Itulah pertanyaan yang menggantung di benak saya ketika membaca curriculum vitae Breon Mitchell, seorang profesor comparative literature asal Indiana University, Bloomington yang hadir di kampus kami sebagai penerjemah tamu. Prof. Breon Mitchell telah menerjemah ulang The Trial (Franz Kafka) dan sedang menyelesaikan penerjemahan The Tin Drum (Günter Grass) dari bahasa Jerman ke bahasa Inggris. Sebenarnya, masing-masing buku itu telah diterjemahkan puluhan tahun sebelumnya. The Trial, dalam edisi bahasa Inggris yang terkenal, diterjemahkan oleh pasangan Muir, dan The Tin Drum diterjemahkan oleh Ralph Manheim.

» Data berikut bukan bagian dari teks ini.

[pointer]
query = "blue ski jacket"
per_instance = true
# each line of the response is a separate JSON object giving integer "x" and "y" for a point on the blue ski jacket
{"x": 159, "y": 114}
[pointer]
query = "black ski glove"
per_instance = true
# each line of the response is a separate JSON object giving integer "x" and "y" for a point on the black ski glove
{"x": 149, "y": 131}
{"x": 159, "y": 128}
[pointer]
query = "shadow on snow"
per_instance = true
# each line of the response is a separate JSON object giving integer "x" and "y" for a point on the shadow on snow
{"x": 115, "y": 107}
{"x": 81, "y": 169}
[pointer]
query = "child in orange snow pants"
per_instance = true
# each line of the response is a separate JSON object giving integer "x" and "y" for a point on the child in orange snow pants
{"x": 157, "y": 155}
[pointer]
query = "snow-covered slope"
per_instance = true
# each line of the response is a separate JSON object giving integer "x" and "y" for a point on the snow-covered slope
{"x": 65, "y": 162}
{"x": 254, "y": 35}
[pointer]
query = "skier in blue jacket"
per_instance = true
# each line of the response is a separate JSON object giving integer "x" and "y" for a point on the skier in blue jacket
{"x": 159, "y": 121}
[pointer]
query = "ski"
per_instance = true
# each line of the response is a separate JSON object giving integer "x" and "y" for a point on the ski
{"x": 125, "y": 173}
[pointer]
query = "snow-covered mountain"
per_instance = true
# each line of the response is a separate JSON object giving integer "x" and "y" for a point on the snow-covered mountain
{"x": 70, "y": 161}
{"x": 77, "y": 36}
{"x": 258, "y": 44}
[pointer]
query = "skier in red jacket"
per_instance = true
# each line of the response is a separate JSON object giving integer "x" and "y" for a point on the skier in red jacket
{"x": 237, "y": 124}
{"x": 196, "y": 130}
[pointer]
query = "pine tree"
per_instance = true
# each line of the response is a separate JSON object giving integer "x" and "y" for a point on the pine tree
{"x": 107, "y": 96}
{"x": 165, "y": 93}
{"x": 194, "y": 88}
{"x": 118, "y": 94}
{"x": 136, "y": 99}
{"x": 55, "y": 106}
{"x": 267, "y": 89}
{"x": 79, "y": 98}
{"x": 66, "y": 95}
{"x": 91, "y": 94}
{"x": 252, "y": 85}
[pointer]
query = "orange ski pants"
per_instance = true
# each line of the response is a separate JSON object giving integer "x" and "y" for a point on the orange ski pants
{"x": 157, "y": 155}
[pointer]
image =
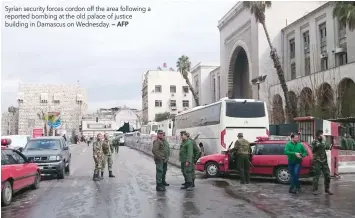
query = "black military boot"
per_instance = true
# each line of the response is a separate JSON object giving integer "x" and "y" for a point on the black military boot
{"x": 160, "y": 188}
{"x": 110, "y": 174}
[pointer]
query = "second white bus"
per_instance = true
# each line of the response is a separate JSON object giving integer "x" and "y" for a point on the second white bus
{"x": 218, "y": 124}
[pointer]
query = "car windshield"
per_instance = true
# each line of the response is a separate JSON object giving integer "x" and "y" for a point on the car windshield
{"x": 51, "y": 144}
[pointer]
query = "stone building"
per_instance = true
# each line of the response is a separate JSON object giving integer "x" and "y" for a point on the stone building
{"x": 9, "y": 122}
{"x": 69, "y": 100}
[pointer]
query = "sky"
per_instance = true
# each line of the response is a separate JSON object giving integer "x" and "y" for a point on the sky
{"x": 109, "y": 63}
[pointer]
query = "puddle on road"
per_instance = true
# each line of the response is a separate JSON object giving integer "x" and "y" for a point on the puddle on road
{"x": 220, "y": 184}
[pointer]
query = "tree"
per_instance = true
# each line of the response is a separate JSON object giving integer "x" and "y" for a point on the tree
{"x": 345, "y": 12}
{"x": 162, "y": 116}
{"x": 183, "y": 65}
{"x": 257, "y": 8}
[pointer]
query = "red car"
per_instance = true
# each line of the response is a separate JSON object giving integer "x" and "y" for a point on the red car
{"x": 267, "y": 160}
{"x": 16, "y": 172}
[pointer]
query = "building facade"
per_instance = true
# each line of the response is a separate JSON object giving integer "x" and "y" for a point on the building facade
{"x": 201, "y": 82}
{"x": 164, "y": 91}
{"x": 33, "y": 99}
{"x": 9, "y": 122}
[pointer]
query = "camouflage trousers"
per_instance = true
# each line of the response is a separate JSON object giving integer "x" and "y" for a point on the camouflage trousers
{"x": 98, "y": 165}
{"x": 318, "y": 168}
{"x": 107, "y": 159}
{"x": 188, "y": 172}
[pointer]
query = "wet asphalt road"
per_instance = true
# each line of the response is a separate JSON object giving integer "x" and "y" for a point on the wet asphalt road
{"x": 132, "y": 194}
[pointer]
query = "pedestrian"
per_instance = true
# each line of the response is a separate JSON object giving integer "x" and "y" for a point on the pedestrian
{"x": 159, "y": 159}
{"x": 295, "y": 152}
{"x": 242, "y": 147}
{"x": 186, "y": 160}
{"x": 107, "y": 150}
{"x": 320, "y": 163}
{"x": 196, "y": 156}
{"x": 166, "y": 156}
{"x": 98, "y": 156}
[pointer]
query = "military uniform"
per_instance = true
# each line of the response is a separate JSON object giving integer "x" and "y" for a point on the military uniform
{"x": 166, "y": 159}
{"x": 320, "y": 164}
{"x": 159, "y": 159}
{"x": 242, "y": 148}
{"x": 186, "y": 155}
{"x": 107, "y": 158}
{"x": 98, "y": 157}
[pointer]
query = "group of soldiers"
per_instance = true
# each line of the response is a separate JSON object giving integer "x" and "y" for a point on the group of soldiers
{"x": 102, "y": 154}
{"x": 188, "y": 156}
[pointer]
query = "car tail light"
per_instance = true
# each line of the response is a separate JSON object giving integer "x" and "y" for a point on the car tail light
{"x": 5, "y": 142}
{"x": 223, "y": 133}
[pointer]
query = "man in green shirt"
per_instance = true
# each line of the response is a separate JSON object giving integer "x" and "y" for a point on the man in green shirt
{"x": 295, "y": 151}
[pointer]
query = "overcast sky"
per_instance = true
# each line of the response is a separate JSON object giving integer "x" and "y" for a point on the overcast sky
{"x": 109, "y": 62}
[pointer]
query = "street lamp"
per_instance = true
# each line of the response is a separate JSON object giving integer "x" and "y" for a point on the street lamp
{"x": 257, "y": 81}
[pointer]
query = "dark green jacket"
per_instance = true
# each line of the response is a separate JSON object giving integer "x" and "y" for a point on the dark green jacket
{"x": 291, "y": 149}
{"x": 186, "y": 151}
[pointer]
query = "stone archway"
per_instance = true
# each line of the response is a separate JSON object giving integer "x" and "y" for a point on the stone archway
{"x": 238, "y": 75}
{"x": 325, "y": 102}
{"x": 294, "y": 100}
{"x": 306, "y": 102}
{"x": 346, "y": 96}
{"x": 278, "y": 114}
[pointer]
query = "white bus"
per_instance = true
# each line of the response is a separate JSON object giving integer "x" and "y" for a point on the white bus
{"x": 218, "y": 124}
{"x": 150, "y": 129}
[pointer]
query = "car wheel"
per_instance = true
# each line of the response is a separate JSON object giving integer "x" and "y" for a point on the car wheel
{"x": 283, "y": 176}
{"x": 6, "y": 194}
{"x": 212, "y": 169}
{"x": 35, "y": 185}
{"x": 61, "y": 174}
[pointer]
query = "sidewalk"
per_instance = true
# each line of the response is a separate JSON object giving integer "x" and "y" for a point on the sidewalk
{"x": 275, "y": 200}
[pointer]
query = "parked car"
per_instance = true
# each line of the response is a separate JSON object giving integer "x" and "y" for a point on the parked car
{"x": 17, "y": 173}
{"x": 18, "y": 142}
{"x": 267, "y": 160}
{"x": 51, "y": 154}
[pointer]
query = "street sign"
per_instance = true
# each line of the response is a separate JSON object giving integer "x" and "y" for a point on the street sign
{"x": 37, "y": 132}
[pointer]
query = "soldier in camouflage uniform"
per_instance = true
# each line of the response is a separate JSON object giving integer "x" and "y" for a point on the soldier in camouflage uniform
{"x": 197, "y": 154}
{"x": 242, "y": 147}
{"x": 159, "y": 159}
{"x": 186, "y": 159}
{"x": 107, "y": 149}
{"x": 98, "y": 156}
{"x": 166, "y": 156}
{"x": 320, "y": 163}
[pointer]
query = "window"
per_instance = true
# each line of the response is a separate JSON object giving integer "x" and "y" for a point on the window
{"x": 158, "y": 103}
{"x": 158, "y": 88}
{"x": 293, "y": 71}
{"x": 292, "y": 49}
{"x": 307, "y": 66}
{"x": 19, "y": 159}
{"x": 173, "y": 89}
{"x": 306, "y": 42}
{"x": 342, "y": 58}
{"x": 219, "y": 87}
{"x": 324, "y": 64}
{"x": 214, "y": 89}
{"x": 172, "y": 103}
{"x": 269, "y": 149}
{"x": 245, "y": 110}
{"x": 323, "y": 37}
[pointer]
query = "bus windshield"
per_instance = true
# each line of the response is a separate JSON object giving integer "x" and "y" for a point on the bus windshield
{"x": 245, "y": 110}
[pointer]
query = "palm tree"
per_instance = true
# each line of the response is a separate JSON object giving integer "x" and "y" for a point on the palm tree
{"x": 257, "y": 8}
{"x": 345, "y": 12}
{"x": 183, "y": 65}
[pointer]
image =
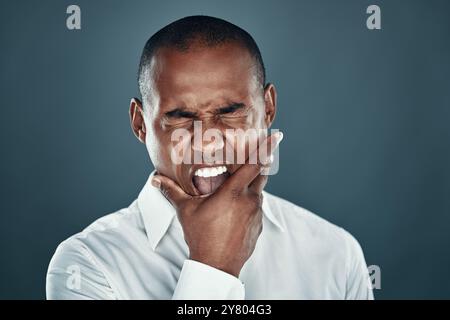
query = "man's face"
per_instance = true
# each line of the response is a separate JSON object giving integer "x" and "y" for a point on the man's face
{"x": 214, "y": 85}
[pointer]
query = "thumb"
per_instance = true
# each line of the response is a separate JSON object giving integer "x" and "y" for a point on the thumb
{"x": 170, "y": 189}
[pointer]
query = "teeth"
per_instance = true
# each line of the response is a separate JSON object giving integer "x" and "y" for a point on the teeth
{"x": 210, "y": 172}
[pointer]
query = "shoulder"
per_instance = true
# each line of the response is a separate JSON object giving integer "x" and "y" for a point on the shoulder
{"x": 102, "y": 237}
{"x": 84, "y": 256}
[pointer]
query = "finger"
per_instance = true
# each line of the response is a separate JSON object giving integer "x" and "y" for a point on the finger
{"x": 170, "y": 189}
{"x": 258, "y": 183}
{"x": 248, "y": 172}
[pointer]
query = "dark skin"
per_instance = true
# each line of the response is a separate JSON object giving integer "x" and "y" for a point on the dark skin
{"x": 218, "y": 86}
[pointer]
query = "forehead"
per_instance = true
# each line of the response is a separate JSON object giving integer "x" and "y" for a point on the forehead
{"x": 203, "y": 75}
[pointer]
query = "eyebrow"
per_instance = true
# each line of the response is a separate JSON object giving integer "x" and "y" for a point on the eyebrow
{"x": 181, "y": 112}
{"x": 231, "y": 107}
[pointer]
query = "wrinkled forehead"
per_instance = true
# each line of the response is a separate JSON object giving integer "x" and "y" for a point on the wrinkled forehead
{"x": 202, "y": 74}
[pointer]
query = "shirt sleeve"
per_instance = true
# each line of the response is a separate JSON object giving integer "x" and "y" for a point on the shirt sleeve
{"x": 199, "y": 281}
{"x": 74, "y": 275}
{"x": 358, "y": 280}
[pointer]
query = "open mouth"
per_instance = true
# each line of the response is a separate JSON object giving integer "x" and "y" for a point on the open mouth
{"x": 208, "y": 179}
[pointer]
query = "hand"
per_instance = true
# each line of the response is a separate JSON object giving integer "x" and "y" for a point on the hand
{"x": 221, "y": 229}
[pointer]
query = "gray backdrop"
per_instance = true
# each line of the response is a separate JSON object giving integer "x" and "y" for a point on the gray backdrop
{"x": 365, "y": 116}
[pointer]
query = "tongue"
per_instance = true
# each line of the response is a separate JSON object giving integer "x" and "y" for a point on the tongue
{"x": 210, "y": 184}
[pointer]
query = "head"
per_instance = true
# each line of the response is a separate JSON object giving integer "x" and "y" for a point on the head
{"x": 199, "y": 69}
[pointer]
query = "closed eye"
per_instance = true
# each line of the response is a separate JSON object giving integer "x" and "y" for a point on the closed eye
{"x": 231, "y": 110}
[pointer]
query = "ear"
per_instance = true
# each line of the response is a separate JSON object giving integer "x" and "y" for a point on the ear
{"x": 270, "y": 101}
{"x": 137, "y": 119}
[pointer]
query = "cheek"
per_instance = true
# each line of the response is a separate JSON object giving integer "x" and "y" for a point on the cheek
{"x": 158, "y": 150}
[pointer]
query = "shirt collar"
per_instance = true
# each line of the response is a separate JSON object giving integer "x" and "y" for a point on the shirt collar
{"x": 157, "y": 212}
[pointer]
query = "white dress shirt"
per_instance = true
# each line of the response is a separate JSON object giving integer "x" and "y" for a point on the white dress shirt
{"x": 139, "y": 253}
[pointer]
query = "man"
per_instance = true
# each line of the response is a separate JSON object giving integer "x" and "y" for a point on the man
{"x": 207, "y": 230}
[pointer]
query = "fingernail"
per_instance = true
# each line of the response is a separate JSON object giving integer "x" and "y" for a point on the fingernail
{"x": 279, "y": 136}
{"x": 156, "y": 182}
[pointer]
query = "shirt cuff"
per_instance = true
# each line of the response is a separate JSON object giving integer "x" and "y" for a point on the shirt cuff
{"x": 199, "y": 281}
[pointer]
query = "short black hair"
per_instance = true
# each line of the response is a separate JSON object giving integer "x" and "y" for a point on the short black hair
{"x": 205, "y": 30}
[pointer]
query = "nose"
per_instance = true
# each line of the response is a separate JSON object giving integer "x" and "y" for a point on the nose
{"x": 207, "y": 143}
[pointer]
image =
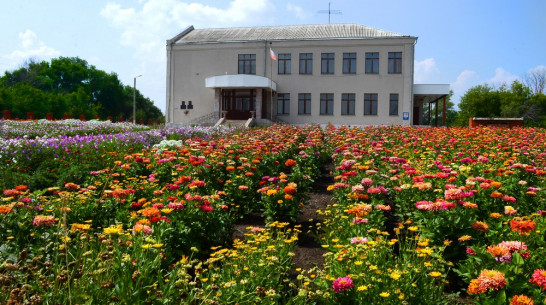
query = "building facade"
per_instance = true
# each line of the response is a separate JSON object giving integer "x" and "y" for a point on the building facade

Mungkin akan terlintas di benak kita pertanyaan-pertanyaan semacam: “Apakah ada kesalahan pada masing-masing edisi terjemahan tersebut, sehingga harus 'dikoreksi'?” Namun, apa yang disampaikan oleh Breon Mitchell sendiri ternyata lebih dari sekedar salah dan benar. Banyak fakta menarik yang layak diambil sebagai pelajaran. Khusus untuk kesempatan ini, saya akan banyak menyoroti hal-hal yang terkait dengan proses penerjemahan The Tin Drum, mengingat tahun 2009 ini adalah peringatan 50 tahun penerbitan novel itu sejak diterbitkan pertama kali dalam bahasa Jerman. Lagipula, masih hangat di benak para pemerhati sastra bagaimana Günter Grass yang telah menjadi otoritas moral di negaranya itu membuat pengakuan mengejutkan dalam sebuah wawancara sebelum peluncuran bukunya Peeling the Onion (2006) bahwa dia terlibat dengan Waffen-SS, sayap militer partai Nazi.
Yang Personal
Di pihak sastrawan, Günter Grass sendiri ternyata telah sekitar 35 tahun menginginkan penerbitnya menerjemah ulang The Tin Drum. Grass menginginkan ada alternatif bagi pembaca, dan dia menunjukkan kesan kekurangpuasan dengan hasil terjemahan Ralph Manheim. Namun, penerbitnya kurang menggubris keinginan Grass tersebut. Ada kesan di pihak penerbit muncul semacam pertanyaan, 'Kenapa harus diterjemahkan ulang, mengeluarkan duit ulang, kalau edisi yang sudah ada di pasaran saja, yang diterjemahkan oleh seorang penerjemah kawakan, sudah bisa menyedot pembaca dan membuat Grass seterkenal ini di kalangan publik pembaca bahasa Inggris?'. Memang, fakta itu tak bisa dipungkiri. Bahkan, menurut Breon, terjemahan Manheim ini punya andil besar mengajak publik melirik sastra Jerman secara umum. Dan sangat besar kemungkinannya edisi Inggris inilah yang akhirnya membuka jalan sehingga banyak orang tertarik kepada Grass dan karya-karyanya selanjutnya hingga akhirnya dia bisa berkesempatan menyampaikan pidato penganugerahan Nobel Kesusastraan yang legendaris itu.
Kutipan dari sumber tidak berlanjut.